Lo cierto es que estaba obteniendo resultados bastante decentes. En todo caso, he visto peores expresiones de arte callejero. Nadie colgará nunca este tipo de cosas de las paredes de los museos pero a mí me gustan bastante más que esos tíos que arrojan pintura sobre un lienzo y luego lo venden a miles de dólares; y los cuadros de estos sí que están colgados de los museos.

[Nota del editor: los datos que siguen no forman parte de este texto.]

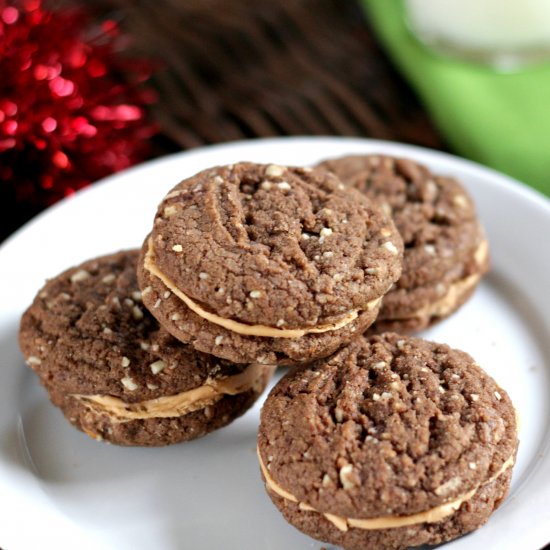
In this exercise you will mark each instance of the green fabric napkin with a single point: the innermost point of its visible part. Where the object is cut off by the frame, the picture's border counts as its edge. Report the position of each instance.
(501, 120)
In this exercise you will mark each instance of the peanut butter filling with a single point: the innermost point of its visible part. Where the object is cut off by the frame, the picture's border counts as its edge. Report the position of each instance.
(243, 328)
(447, 303)
(181, 403)
(432, 515)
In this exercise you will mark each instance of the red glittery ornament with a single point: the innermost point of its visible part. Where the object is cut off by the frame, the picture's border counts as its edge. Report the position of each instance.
(71, 106)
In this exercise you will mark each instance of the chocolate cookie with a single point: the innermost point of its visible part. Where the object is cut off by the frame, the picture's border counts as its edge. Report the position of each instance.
(266, 263)
(446, 252)
(392, 442)
(117, 375)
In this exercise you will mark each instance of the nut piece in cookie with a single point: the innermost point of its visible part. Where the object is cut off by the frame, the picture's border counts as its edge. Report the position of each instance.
(268, 264)
(390, 443)
(116, 374)
(446, 252)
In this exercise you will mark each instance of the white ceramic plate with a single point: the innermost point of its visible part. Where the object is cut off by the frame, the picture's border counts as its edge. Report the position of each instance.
(60, 489)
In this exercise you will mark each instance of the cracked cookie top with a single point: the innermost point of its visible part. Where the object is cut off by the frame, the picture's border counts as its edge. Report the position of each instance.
(435, 215)
(273, 246)
(387, 426)
(87, 332)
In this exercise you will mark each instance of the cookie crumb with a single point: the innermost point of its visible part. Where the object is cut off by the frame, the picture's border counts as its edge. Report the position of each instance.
(346, 477)
(129, 383)
(390, 247)
(80, 275)
(274, 170)
(157, 366)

Había erigido algunas planchas de madera contrachapada de cuatro por ocho, de grado Z, llena de nudos, y estaba creando una nueva simbología en ellas. Ya había alterado algunas de las antiguas.
—Parece que ha tenido una nueva revelación —dijo Kelly.
—Renacido y vuelto a renacer —sugerí.
Vi a Jesús varias veces en los carteles, con una cara tan lúgubre como la de un basset hound. De su corona de espinas manaba sangre. En la pintura estaba clavado a la cruz, rezando en la cima de una montaña. Y en otra, parecía estar bajando de un platillo volante por una rampa. Parecía el de El Día que la Tierra se Detuvo. Probablemente el tío hubiera visto la película a los veinte años. Un nuevo cartel rezaba:
JESÚS ESTÁ AQUÍ
EN SU PLATILLO VOLANTE
¿TENÉIS VUESTRAS
TARJETAS DE EMBARQUE PARA EL CIELO?
El cartel en el que estaba trabajando decía:
EZEQUIEL VIO LA VER
Paró de trabajar y nos lanzó una mirada hostil mientras pasábamos a su lado.
Doblamos la esquina para enfilar el camino privado de los Broussard... y Kelly pisó los frenos. Había una gruesa cadena suspendida entre dos postes, con un cartel de NO PASAR colgado. Nos quedamos un rato allí, mirándolo, y entonces oímos al Trueno Azul, que se detenía con un frenazo a nuestro lado. Kelly y yo salimos del coche. Alicia y Dak se reunieron con nosotros junto a la cadena.
—Parece que hay que parar —dije.
—Y yo con mi vestido de fiesta nuevo —dijo Dak—. Joder.
Nadie dijo nada durante un rato. Dak dio varias patadas a la gravilla del camino y finalmente una más fuerte.
—¿Creéis que deberíamos pasar? —preguntó Alicia—. Dijo que nos veríamos hoy.
—¿Tú crees? —dijo Dak—. A mí me parece que la cadena lo deja bastante claro. —Señaló el candado, nuevo, brillante y muy grueso—. Está evitándonos. Si entramos en la casa, seguro que nadie responde a la puerta.